Photoshop looks at both your ram and your scratch space when it boots, so even massive 250 gig drives completely dedicated to PS will still be slower if you’re running too little ram, and slower ram.
Max your ram, and then give it some decent scratch disks that are physically seperate (partitions don’t count). I’d give PS the whole drive with one partition instead of 2 – I have 3 scratchs assigned to PS here at home (2 160 SATAs and an external 120 Firewire), and it rarely if ever hits the third. At work I have one spare 20 gig assigned just to scratch, and none other assigned, and it’s just as fast as with 3 more – and I work in 100-300 meg CMYK files.
Go ahead and store files on the scratch partition, as long as they’re not files you’re working on at the same time in PS. I put long term storage stuff on my scratchs when I have to, but never current files, anything the system keeps track of (fonts, music, whatever).

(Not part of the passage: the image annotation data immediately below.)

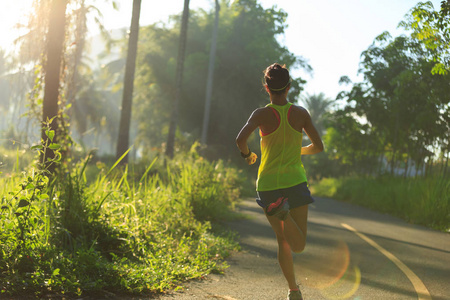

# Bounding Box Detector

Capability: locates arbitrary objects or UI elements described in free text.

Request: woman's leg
[266,205,308,289]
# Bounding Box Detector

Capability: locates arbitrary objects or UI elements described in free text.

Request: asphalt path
[158,198,450,300]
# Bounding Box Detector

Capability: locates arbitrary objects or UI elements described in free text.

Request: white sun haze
[0,0,33,51]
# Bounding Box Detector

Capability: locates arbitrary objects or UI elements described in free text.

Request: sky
[0,0,440,99]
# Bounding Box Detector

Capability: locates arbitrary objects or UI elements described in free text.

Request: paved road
[159,198,450,300]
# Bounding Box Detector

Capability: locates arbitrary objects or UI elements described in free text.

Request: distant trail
[156,198,450,300]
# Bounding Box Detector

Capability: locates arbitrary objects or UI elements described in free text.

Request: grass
[312,176,450,231]
[0,144,241,297]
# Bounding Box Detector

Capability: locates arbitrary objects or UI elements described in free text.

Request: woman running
[236,63,323,300]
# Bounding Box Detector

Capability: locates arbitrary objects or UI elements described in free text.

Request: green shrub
[0,144,240,296]
[313,176,450,231]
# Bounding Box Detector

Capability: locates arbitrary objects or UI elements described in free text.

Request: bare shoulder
[291,105,311,120]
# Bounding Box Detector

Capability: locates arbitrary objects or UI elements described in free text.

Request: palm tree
[166,0,189,157]
[116,0,142,163]
[301,93,336,135]
[201,0,220,144]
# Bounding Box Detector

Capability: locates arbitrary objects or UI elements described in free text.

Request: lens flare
[300,241,350,289]
[298,241,361,300]
[321,266,361,300]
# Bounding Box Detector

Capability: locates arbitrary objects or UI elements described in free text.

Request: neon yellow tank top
[256,103,306,192]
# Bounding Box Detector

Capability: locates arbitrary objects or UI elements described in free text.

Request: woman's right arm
[236,110,260,165]
[301,110,323,155]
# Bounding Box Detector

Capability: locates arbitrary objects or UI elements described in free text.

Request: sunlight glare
[0,0,33,51]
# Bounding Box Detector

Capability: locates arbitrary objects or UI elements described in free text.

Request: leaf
[106,146,133,176]
[48,143,61,150]
[25,182,36,190]
[17,199,30,207]
[45,130,55,141]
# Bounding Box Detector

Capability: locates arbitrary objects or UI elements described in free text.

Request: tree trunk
[116,0,141,164]
[41,0,67,173]
[67,0,88,117]
[200,0,220,145]
[166,0,189,158]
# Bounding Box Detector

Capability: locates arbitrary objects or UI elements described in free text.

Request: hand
[245,152,258,165]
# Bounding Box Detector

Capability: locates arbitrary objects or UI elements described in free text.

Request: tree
[201,0,220,145]
[136,0,309,158]
[42,0,67,171]
[400,0,450,75]
[166,0,189,157]
[116,0,141,163]
[301,93,335,134]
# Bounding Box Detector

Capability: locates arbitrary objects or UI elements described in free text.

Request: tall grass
[0,145,240,297]
[312,176,450,231]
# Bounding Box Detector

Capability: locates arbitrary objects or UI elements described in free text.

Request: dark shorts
[256,182,314,209]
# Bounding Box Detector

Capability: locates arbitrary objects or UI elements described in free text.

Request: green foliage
[134,0,308,159]
[326,17,450,174]
[400,1,450,75]
[0,144,239,296]
[312,176,450,231]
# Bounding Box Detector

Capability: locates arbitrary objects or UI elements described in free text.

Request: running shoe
[287,290,303,300]
[265,197,289,221]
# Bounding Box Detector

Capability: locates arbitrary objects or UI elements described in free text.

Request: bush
[313,176,450,231]
[0,144,240,296]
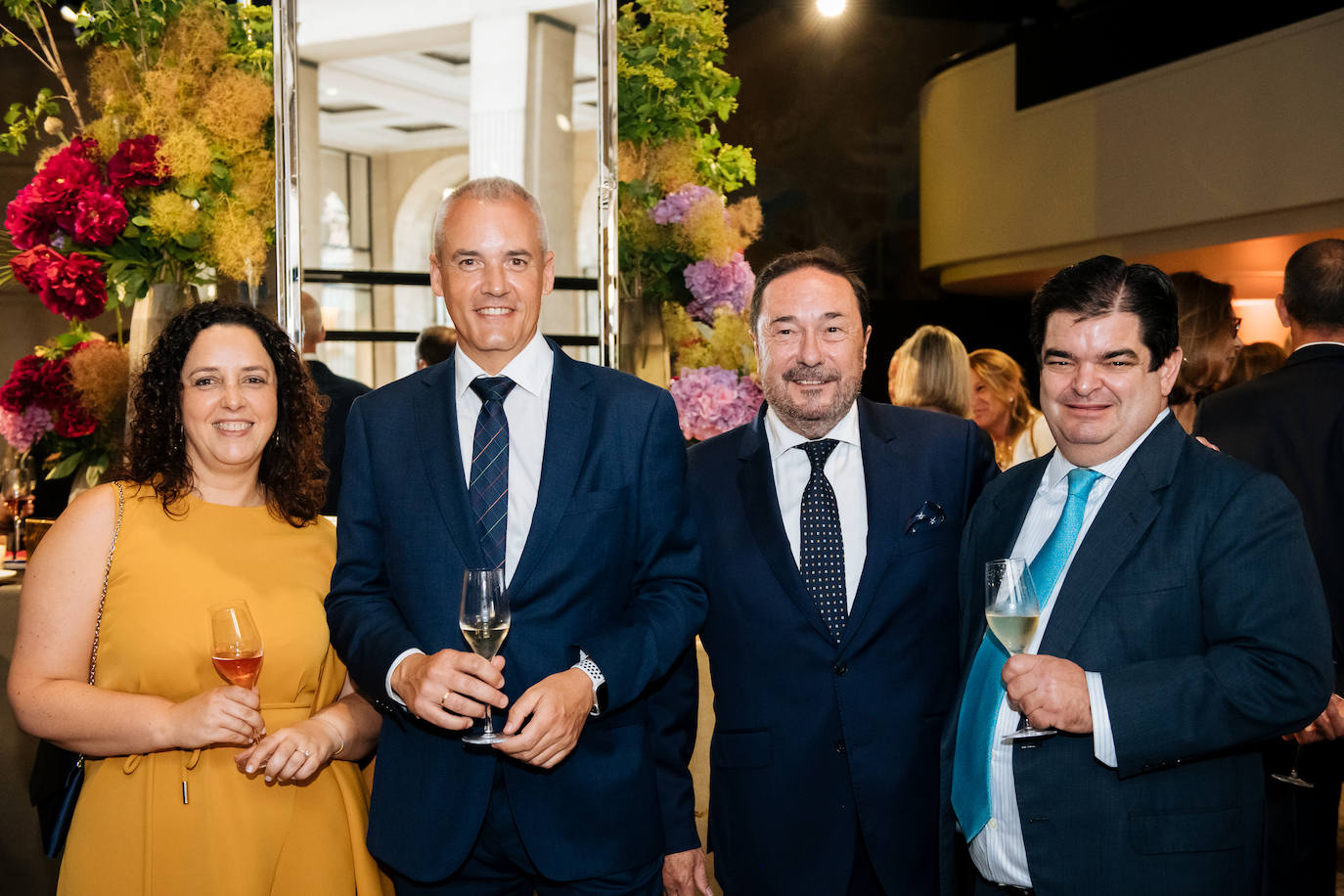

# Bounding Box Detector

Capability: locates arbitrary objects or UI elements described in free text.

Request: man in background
[416,324,457,371]
[1194,239,1344,896]
[301,292,370,515]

Also keep in mind PS will *always* access the scratch disk, as it stores the history of the file while it’s open, it’s undo state, and other bits of data. With enough ram, you should hit the scratch less, but it *will* hit it. Scratch is crucial, but your ram, processor and video card are just as important – and some of those cards that rock for games flat out suck for 2-d, and can be a bit of a bottleneck for PS.